Un grand drapeau noir “Youth for Climate” surplombe la foule. Tristan Lepetit, 19 ans, le brandit fièrement, en colère contre un gouvernement qui n’agit “pas suffisamment” pour son avenir. Il se bat au sein du mouvement citoyen, “bien que ce ne soit pourtant pas aux jeunes de changer les choses”. 

"Il faut des mesures plus radicales" 

“Il faut agir maintenant, après ce sera trop tard pour notre génération, qui veut vivre dans de bonnes conditions”, considèrent Laurine, 20 ans et Camille, 18 ans, toutes les deux étudiantes en BTS “économie sociale et familiale” à Talensac.
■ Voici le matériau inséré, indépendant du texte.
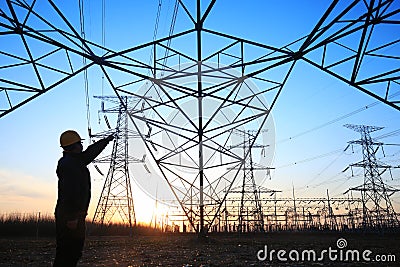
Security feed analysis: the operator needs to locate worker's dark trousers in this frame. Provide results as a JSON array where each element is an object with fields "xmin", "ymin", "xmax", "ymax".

La loi Climat ne leur convient pas : “il faut des mesures plus radicales”, à l'image de leurs panneaux, qui portent les inscriptions "il n'y a pas de vaccin contre le réchauffement climatique" et "arrête de niquer ta mer". 

 

Membre de "Youth for Climate", Tristan Lepetit regrette "que ce soit aux jeunes de changer les choses".
Membre de "Youth for Climate", Tristan Lepetit regrette "que ce soit aux jeunes de changer les choses". © Alix Guiho

 

"GIGNV" : Groupement d'intervention des grenouilles non violentes 

La jeune activiste Lesia Zahnd, membre du “Groupement d’intervention des grenouilles non violentes” (GIGNV) du mouvement Alternatiba, portait en tête de cortège un portrait d’Emmanuel Macron à l’envers. Ce geste qui s’inscrit dans une campagne d’Alternatiba, symbolisait ce dimanche“le gouvernement qui ne tient pas ses engagements”. 

 

Pour Lesia Zahnd, membre du “Groupement d’intervention des grenouilles non violentes”, la loi climat est le meilleur exemple de l'inaction climatique d'Emmanuel Macron.
Pour Lesia Zahnd, membre du “Groupement d’intervention des grenouilles non violentes”, la loi climat est le meilleur exemple de l'inaction climatique d'Emmanuel Macron. © Alix Guiho

 

Loi Climat ou "greenwashing" du gouvernement ? 

Pour le porte-parole de la branche nantaise, Benjamin Heinrich, “cette loi est une trahison sur le plan climatique, social et démocratique. À l’origine, ambitieuse et porteuse d’espoir de la construction d’un avenir soutenable et solidaire, elle a été détricotée pour ne servir qu’au verdissement de la politique du gouvernement".